Traditionally, patching has been the tried and tested method to proactively minimize vulnerabilities. This one is tough because patching has been a concern for a very long time, yet organizations still struggle to get it right. Even when alerted to active exploits happening in similar environments, users may remain unable to address their exposures. The process of patching was just too challenging.
It's easy to over-rotate to people and tools, however, the proper way to address this is via a three-step process:
- Maintain a proactive patching program
- Augment the program with a reactive emergency patching protocol
- Implement a comprehensive detection and response program to catch threats that evade the defenses
Many MDR vendors are building automated response capabilities.
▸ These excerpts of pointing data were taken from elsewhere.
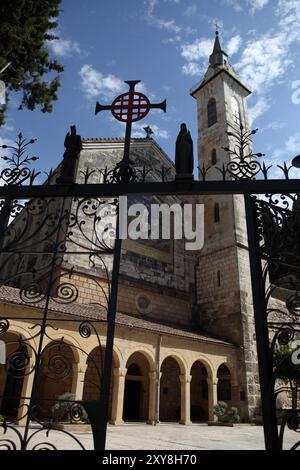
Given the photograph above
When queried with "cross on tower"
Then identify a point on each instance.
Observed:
(130, 107)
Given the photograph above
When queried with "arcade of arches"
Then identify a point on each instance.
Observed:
(191, 378)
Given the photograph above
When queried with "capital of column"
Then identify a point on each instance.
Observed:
(185, 378)
(212, 380)
(120, 372)
(152, 375)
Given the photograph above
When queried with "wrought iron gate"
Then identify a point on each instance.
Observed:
(40, 224)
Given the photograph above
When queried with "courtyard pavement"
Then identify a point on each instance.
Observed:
(162, 437)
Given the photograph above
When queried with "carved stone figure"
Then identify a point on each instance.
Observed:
(184, 155)
(73, 147)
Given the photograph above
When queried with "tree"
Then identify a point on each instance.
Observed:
(25, 28)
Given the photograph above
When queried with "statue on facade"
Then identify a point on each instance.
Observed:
(73, 147)
(184, 155)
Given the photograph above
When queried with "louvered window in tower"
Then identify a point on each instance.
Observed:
(235, 108)
(211, 112)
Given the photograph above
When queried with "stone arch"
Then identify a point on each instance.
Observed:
(179, 359)
(55, 376)
(136, 392)
(170, 389)
(93, 375)
(72, 342)
(13, 372)
(199, 391)
(224, 383)
(145, 352)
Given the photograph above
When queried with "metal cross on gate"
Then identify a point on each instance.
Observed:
(130, 107)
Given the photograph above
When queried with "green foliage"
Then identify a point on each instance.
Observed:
(62, 407)
(226, 414)
(25, 26)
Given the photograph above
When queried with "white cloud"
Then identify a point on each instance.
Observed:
(233, 45)
(173, 40)
(191, 68)
(94, 83)
(257, 5)
(240, 5)
(191, 10)
(169, 25)
(289, 150)
(199, 49)
(64, 47)
(197, 53)
(275, 126)
(233, 3)
(264, 61)
(260, 107)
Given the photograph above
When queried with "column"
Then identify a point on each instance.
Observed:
(26, 392)
(185, 408)
(212, 397)
(118, 396)
(152, 397)
(79, 371)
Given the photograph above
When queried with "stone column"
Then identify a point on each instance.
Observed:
(79, 371)
(118, 396)
(212, 397)
(26, 393)
(152, 398)
(185, 408)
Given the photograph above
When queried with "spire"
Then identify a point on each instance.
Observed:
(218, 57)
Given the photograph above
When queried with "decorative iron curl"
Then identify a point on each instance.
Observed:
(85, 330)
(122, 173)
(4, 325)
(17, 362)
(66, 293)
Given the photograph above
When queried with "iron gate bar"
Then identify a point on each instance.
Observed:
(265, 365)
(148, 188)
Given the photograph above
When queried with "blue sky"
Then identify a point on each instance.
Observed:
(166, 44)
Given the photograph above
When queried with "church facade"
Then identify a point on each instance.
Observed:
(185, 331)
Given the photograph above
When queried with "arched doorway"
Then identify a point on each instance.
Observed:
(199, 393)
(55, 376)
(224, 383)
(12, 375)
(93, 375)
(170, 391)
(136, 394)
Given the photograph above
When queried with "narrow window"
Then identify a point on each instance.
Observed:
(213, 157)
(211, 112)
(235, 108)
(217, 213)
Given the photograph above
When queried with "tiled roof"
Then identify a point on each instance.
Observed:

Addressing configuration issues and vulnerabilities has not historically been considered a core responsibility or capability for automated response. Response actions are typically triggered to address breaches and incidents. Security and IT teams have an opportunity to leverage response actions to service emergency patching. During active exploits, seconds do matter, and organizations do not have the luxury to wait until the next patching window. Leveraging existing instrumentation, complete with the requisite integrations, greatly simplifies that task. Many organizations may still not want to have fully-automated response actions, even in an emergency situation, but having a human-guided response option with a manual approval step could certainly address that concern.
This is the single biggest area for improvement that will yield the quickest results, yet it’s the one that is most often neglected because of the difficulty in coordinating between departments (process challenge) or the lack of sufficient resources to get it done (people and tools challenge). The process challenge of misalignment between teams can be attributed to shift in stakeholders. Historically, IT has called the shots when it comes to patching, but over the last few years, security has increasingly had a seat at the table and, in some cases, are now responsible for calling the shots on traditional IT processes. From a people and tools perspective, it’s important to note that organizations don’t have to do it alone. This is where MSS (patching) and MDR partnerships can provide the cost-effective option.
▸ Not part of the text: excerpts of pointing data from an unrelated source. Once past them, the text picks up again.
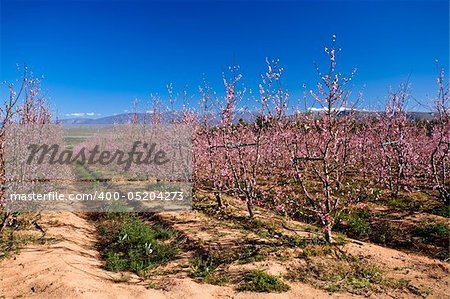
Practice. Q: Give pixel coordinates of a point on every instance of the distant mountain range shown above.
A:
(167, 117)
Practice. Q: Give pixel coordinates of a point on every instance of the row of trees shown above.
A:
(318, 163)
(315, 162)
(23, 115)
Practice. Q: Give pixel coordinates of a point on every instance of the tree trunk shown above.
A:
(328, 236)
(250, 209)
(218, 199)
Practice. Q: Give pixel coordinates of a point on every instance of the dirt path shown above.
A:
(70, 267)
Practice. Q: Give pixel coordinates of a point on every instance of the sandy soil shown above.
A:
(69, 267)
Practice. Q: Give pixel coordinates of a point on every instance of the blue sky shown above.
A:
(98, 56)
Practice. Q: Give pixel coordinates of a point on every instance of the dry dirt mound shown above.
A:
(70, 267)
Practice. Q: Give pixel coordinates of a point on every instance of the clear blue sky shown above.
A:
(97, 56)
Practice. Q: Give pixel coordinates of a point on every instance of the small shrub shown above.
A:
(443, 211)
(134, 246)
(429, 232)
(381, 232)
(204, 266)
(261, 281)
There are three big challenges facing organizations in 2022: Securing and retaining talent, paying for security and keeping up with changes to the environment. The common theme that cuts across all three of these is that, excluding the largest of large enterprises, it’s very difficult to manage all of this without help. Maximizing returns requires some out-of-the-box thinking. Take a step back and ask the critical question: Do your organization have the talent, budget and resources to effectively manage security at the scale your organization requires? If not, then it’s worth taking a closer look at managed services.
MSS and MDR solve different problems. Choosing what to outsource will help identify the right vendors to approach. MSS is suited for the management of existing tools (managed firewalls) and performance of dedicated tasks (like penetration testing), while MDR is suited to those looking for a more comprehensive detection and response approach to their security posture. The right MDR combines pre- and post-breach detection across hybrid and multi-cloud environments to not only reduce the likelihood of an attack, but to also reduce the impact of one. With the right combination of platform, threat intelligence and expertise organizations can effectively achieve their desired business outcomes.